Anyone reading this that has fully formed cognitive skills can probably guess at the odds of retaining all of my Band-Aids throughout a particularly vigorous mixing session, but somehow I was surprised one afternoon when I looked down at my hands and saw a field of white skin marked dead-center with a red cut. The sight prompted an involuntary “oh fuck,” followed by me actually slapping my hand over my own mouth, like an idiot, followed by a wave of nausea at the thought of being discovered.
I returned my hand to my side and I looked over both shoulders to see if anyone had noticed what just happened; I was safe so far. So I grabbed whatever oversized digging or spearing or serving implement I could lay my hands on and started searching through the vat; it was hopeless. That damned pink-tinged mayo camouflaged my Band-Aid perfectly. With only one option remaining, I did what anyone else that had just dropped medical waste into hundreds of dollars worth of lobster salad would do: put the salad in the walk-in, got a fresh Band-Aid, smoked a joint, and returned to work.
I had forgotten the entire incident an hour later (wonder why…), so it took a moment or two to process just why someone would be screaming that loud out in the dining room. I had maneuvered to the back of the kitchen by the time the day manager arrived in the kitchen demanding to know who the fuck had made the fucking lobster salad that day, and informing us that a fucking customer had just fucking spat out a fucking bloody Band-Aid. So it was worse than I assumed. Or funnier, depending on your perspective.

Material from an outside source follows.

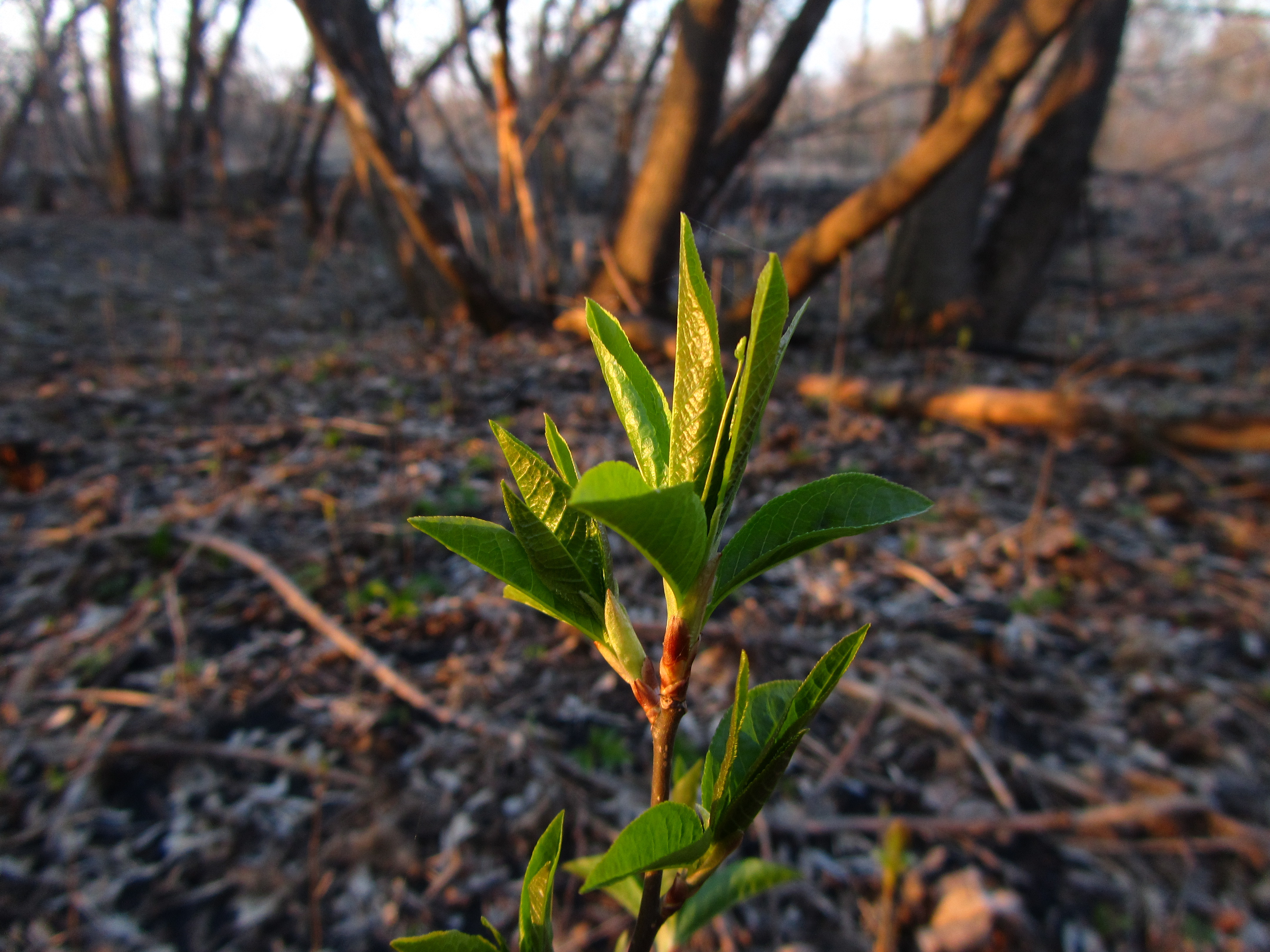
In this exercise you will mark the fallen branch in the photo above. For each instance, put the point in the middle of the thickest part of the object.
(220, 752)
(1161, 819)
(1062, 412)
(326, 625)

Whether they knew who the idiot was or not (and a look at everyone’s hands probably would have at least pointed them in the right direction), no one in the kitchen gave me up, instead acting suitably disgusted in order to get the manager the hell out of our territory as fast as possible. A good 30 minutes of jokes about lobster’s texture relative to Band-Aids’ followed his departure. Newsflash: the kitchen staffs in restaurants in most resort towns hate you.
Since then I’ve avoided serving garbage with lobsters, but I’ve cooked more than my share. I even set one free once from Sea Wolf, a restaurant I worked at that happened to be on the water. Why set it free? To make someone laugh or impress a waitress, I’d assume, since the animal loving chicks at most restaurants always made sad pouty faces whenever I killed one to boil or broil (though laying a fresh tail and clarified butter on them was sure to turn that frown upside down).

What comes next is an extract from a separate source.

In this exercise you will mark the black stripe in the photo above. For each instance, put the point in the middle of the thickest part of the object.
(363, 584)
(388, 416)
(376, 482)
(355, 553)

Still though, it’s important to honor the animal you’re about to serve. So while I think making boiling lobsters illegal, like the town of Reggio Emilia did, is hilarious, and while I wouldn’t waste 50 cents on a Crustatun (a shellfish electric chair), I do think it’s important that you don’t let pinchy in vain by overcooking him. Particularly when he’s volunteered to give his life for your dining pleasure (hey: no one forced him to walk into that lobster pot).
So pick lively fellas (they’re typically the freshest, and also do well in kitchen lobster races) and then read the piece in School of Meat on how to cook lobsters. Serve them in the shell with a huge bowl of clarified butter. Wear a raincoat. Use tools. Get primal. If there’s any left go ahead and try out this lobster roll recipe, but watch your Band-Aids unless you want to traumatize your kids.

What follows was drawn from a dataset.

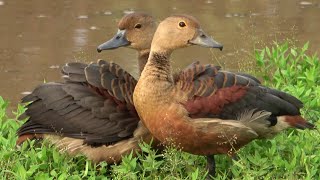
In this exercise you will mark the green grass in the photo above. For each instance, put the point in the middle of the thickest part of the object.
(290, 155)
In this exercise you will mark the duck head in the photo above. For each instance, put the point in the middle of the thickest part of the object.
(134, 31)
(181, 31)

Photo from Flickr user amg2000.

Shows you how times have surely changed: Said bandage-eating customer would now own that lobster joint, the chef, his kids, you, your kids – and probably the health inspector.
Hah – great point. I think she probably got a comp’d meal. Probably.
I think “oh, ick” was my first reaction the first time I read that story. And “oh, ick” is my same first reaction upon this second reading.
I just love that you were not only around to read it the first time, but read it again anyway. But yeah, ick is pretty accurate.